In topological structures that have self-referential properties, the Real becomes more apparent than in (imaginary) everyday life. The circle is the geometric paradigm for such a structure because, as we imaginarily draw a line to form a circle, we know that the line refers to itself from the beginning: the curve should close in the end, going back to where it started.

However, the circle is fraught with impossibilities that manifest themselves mathematically, as the Real, in the form of the impossibility of squaring the circle, as well as the transcendental number pi—the ratio between the circle’s perimeter and diameter—that encompasses an infinite sequence of digits, thereby being impossible to pin down with complete precision. That is why psychoanalysis does not illustrate the futile attempt to return to oneself as a circle.

Another example is prime numbers, i.e., numbers that are only divisible by one and themselves. From a psychoanalytic perspective, dividing by oneself is only possible imaginarily, because a repetition of the same is impossible.

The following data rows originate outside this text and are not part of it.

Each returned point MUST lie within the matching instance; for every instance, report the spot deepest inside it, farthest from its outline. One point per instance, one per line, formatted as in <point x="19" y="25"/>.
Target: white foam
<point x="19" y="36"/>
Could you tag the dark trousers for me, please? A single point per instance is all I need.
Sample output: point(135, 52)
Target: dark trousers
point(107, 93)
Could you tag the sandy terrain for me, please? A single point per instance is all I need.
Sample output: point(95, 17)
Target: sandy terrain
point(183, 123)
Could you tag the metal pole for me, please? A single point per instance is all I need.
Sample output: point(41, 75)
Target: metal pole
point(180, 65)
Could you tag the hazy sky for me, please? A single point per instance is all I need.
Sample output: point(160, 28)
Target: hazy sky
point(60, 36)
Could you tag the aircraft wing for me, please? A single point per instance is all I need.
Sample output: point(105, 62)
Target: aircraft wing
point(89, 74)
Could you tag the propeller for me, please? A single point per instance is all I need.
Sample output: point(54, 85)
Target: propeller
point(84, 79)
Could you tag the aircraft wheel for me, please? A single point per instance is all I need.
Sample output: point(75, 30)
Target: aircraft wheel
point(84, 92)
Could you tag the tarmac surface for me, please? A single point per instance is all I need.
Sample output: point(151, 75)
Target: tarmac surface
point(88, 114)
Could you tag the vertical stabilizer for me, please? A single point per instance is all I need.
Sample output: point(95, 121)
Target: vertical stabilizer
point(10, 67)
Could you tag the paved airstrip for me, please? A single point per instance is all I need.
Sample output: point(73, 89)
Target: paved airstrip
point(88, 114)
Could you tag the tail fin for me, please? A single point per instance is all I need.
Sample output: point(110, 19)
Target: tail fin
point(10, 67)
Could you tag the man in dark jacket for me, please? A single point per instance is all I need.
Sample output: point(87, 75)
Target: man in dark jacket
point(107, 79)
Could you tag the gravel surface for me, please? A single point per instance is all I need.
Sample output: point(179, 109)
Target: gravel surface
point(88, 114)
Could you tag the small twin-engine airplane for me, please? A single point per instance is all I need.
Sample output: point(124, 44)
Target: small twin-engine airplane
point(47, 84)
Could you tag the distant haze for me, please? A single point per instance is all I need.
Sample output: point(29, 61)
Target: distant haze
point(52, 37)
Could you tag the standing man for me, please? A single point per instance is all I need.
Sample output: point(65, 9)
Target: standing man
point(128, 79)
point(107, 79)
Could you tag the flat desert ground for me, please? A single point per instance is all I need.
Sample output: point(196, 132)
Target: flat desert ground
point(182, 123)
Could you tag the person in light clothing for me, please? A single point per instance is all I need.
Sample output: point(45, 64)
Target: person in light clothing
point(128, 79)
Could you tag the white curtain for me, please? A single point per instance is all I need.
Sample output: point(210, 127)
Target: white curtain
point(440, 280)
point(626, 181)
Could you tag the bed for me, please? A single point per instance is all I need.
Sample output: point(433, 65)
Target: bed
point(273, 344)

The unity of the subject is only possible imaginarily, which is represented mathematically as the imaginary unit i: the impossible square-root of -1 in the space of complex numbers. And so the subject circulates in that space between the missing (the zero) and the unattainable unity (the whole number 1). The process unfolds around a center, namely the object of desire, which is lost and impossible to find, thus lying in the Real. In that center, prime numbers arise with every circling attempt to return to oneself. But they are impossible in terms of complete self-congruence and therefore lie in the Real, outside the number space. They can only be written imaginarily, in a continuous way of futile repetition.

Therefore, a purely symbolic, i.e., mathematical description cannot advance further here. A more comprehensive, holistic view is necessary, called a ‘biopsychosocial’ view in psychosomatic medicine.

 

The Apprentices of Sais

It remains to be hoped that “sisters of deep structures,” such as mathematics and psychology, will one day come together again and allow us to understand the mysterious cipher script that Novalis speaks of in The Apprentices of Sais:

Manifold are the paths people take. Whoever pursues and compares them will see strange figures emerge; figures that seem to belong to that great cipher script that one sees everywhere, on wings, eggshells, in clouds, snow, crystals, and rock formations, on freezing waters, inside and outside of mountains, in plants, animals, humans, in the lights of the heavens, on touched and stroked pieces of pitch and glass, in filings around a magnet, and in strange conjunctions of chance. In them, one senses the key to this miraculous script, its grammar…

 

Notes

  1. e.g. https://www.lacanonline.com/ or https://lacan-entziffern.de/ (German)
  2. e.g. Youtube https://youtu.be/xdxlT68ygt8
  3. Lenggenhager B, Tadi T, Metzinger T, Blanke O. Video ergo sum: manipulating bodily self-consciousness. Science. 2007 Aug 24; 317 (5841): 1096-9. doi: 10.1126/science.1143439. PMID: 17717189.